The ball was in! Yes, just as you thought you'd heard the last of tennis for this year Image Works release Passing Shot. This conversion of a Sega coin-op recreates all the thrills and spills of that well known lawn game. The only thing it doesn't have is the strawberries and cream (yum!).
The first decision to make once the game has loaded is select which of the four world events you would like to compete in. They range from the easiest France, to the hardest England. Each event is shown as a map of the country involved. You have the choice of playing the game one player against the computer, two players against each other or two players in a doubles match against two computer players, so every taste should be catered for. There are two view points in the game, spectator level for service and an aerial view for rallies, so the player can keep up with the action all the time.

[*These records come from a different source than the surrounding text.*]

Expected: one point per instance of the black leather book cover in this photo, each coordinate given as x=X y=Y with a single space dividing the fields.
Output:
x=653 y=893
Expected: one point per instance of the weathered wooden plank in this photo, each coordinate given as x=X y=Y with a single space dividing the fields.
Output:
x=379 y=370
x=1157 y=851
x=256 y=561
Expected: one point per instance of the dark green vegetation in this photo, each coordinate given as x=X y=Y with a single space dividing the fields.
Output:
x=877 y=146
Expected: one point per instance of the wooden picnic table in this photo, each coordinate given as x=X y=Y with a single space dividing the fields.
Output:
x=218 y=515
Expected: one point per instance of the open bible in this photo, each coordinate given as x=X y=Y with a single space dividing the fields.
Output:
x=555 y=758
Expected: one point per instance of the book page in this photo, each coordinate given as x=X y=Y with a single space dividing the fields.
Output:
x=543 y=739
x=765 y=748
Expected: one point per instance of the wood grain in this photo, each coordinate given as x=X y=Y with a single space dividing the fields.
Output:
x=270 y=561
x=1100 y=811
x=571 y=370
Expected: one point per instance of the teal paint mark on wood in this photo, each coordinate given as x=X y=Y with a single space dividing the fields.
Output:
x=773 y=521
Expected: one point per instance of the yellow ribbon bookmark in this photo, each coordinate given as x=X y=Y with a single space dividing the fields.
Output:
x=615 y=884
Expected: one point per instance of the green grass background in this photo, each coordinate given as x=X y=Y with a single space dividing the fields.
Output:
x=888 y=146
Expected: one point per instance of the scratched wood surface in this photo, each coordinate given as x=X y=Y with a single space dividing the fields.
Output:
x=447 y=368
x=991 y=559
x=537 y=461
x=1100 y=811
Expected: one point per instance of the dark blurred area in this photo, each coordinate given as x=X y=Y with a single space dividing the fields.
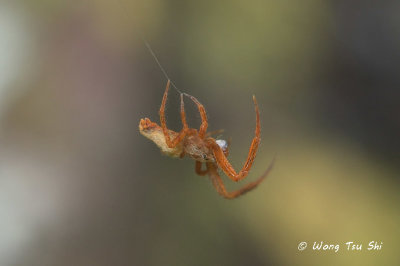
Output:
x=80 y=186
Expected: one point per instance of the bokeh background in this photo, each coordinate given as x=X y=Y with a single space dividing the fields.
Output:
x=80 y=186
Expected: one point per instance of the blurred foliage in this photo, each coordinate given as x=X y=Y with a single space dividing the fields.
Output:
x=80 y=186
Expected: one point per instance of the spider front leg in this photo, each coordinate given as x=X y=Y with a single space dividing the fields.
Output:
x=220 y=187
x=198 y=169
x=182 y=133
x=223 y=162
x=203 y=115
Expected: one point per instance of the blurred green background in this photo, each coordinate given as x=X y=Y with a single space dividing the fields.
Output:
x=80 y=186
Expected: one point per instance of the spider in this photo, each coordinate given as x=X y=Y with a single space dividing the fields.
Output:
x=199 y=145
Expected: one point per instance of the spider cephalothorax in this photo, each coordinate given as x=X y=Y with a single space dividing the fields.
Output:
x=199 y=145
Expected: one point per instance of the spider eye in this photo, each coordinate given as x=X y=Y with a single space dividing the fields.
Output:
x=222 y=144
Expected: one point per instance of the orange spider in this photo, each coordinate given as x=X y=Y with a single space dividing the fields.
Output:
x=202 y=148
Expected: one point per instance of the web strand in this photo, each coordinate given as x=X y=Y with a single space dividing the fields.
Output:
x=149 y=49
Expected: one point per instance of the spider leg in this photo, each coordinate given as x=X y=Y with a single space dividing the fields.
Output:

Most tennis games I've seen on the Spectrum before don't give the player a choice of stroke, which makes them hard to play and low in addictiveness. Passing Shot is different. Depending on which direction you push the joystick, you get one of four strokes - flat, slice, topspin and lob. The wide variety of strokes are no help if you are rubbish at tennis like me though, the computer trashes me everytime!
Graphics in Passing Shot have been kept very close to the arcade originals, with detailed close ups of each player, 3-0 courts and a strange sun type thing that pops up after every game and pulls faces! Strange. Colour is monochrome in the play areas with the odd bit of colour in the border to spruce it up. Music fans among you will be glad there is a tune in the game; the only trouble is it plays all the time (aaargh!). Of course, the normal rules of tennis apply with you being required to reach six games to win the set.

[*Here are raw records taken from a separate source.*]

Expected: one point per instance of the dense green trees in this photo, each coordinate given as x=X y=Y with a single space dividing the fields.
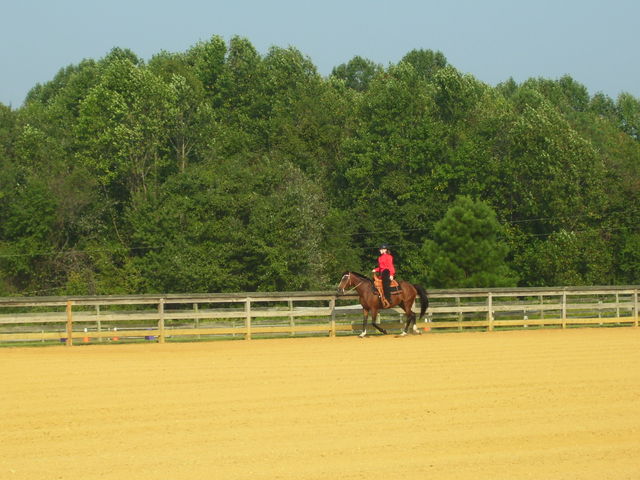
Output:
x=220 y=169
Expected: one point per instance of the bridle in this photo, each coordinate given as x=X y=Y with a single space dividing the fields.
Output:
x=348 y=275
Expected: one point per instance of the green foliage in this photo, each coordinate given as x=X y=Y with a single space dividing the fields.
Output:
x=221 y=169
x=467 y=248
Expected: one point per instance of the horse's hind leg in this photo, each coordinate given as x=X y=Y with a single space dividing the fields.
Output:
x=374 y=317
x=365 y=314
x=410 y=322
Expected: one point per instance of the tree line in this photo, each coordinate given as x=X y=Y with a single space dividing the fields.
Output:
x=220 y=169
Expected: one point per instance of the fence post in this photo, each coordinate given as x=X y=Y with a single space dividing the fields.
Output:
x=332 y=306
x=490 y=311
x=247 y=309
x=161 y=336
x=69 y=341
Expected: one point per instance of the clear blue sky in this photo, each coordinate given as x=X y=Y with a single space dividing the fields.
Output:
x=594 y=41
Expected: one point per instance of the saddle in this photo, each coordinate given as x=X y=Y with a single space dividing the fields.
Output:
x=394 y=289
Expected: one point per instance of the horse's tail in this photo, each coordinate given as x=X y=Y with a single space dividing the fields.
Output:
x=424 y=300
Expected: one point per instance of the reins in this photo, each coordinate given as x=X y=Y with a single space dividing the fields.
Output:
x=353 y=288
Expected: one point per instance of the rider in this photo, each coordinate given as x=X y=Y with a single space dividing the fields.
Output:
x=386 y=270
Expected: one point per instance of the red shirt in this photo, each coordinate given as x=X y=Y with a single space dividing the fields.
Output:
x=385 y=262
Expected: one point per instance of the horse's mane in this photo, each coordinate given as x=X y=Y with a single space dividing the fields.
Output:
x=360 y=276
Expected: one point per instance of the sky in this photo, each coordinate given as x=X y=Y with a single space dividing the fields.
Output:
x=593 y=41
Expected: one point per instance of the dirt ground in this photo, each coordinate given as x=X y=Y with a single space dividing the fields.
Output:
x=546 y=404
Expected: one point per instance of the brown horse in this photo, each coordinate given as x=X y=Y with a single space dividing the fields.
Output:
x=371 y=302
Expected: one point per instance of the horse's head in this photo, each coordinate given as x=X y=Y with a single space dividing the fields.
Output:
x=345 y=282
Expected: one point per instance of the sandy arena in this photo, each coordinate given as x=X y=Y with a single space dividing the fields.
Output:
x=546 y=404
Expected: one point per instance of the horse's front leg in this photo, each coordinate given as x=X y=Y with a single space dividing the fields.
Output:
x=365 y=314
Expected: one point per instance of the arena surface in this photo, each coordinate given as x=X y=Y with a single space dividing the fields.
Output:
x=545 y=404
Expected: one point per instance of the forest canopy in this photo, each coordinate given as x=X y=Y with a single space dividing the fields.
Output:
x=220 y=169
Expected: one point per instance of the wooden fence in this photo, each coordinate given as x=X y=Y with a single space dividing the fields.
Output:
x=249 y=315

Passing Shot is one of the best tennis simulations going, whether you're a fan of the lawn game or hooked on the arcade machine, this is for you.
NICK ... 84%
‘Hey man, the ball was in! You could see the chalk dust!! Oh sorry, just getting into character... Wimbledon finished a fair while ago, but the software companies still insist on releasing these tennis games. The sprites, decked out in their natty sports togs, move around the screen very well, and the computer opponent certainly gives you a good run for your money. I've never seen the Sega original of this game, but tennis coin-ops are a bit of a rarity (I've not heard of that many), and judging by Passing Shot on the Spectrum there should be more.'
MARK ... 85%
A well programmed and very playable tennis game cum simulation.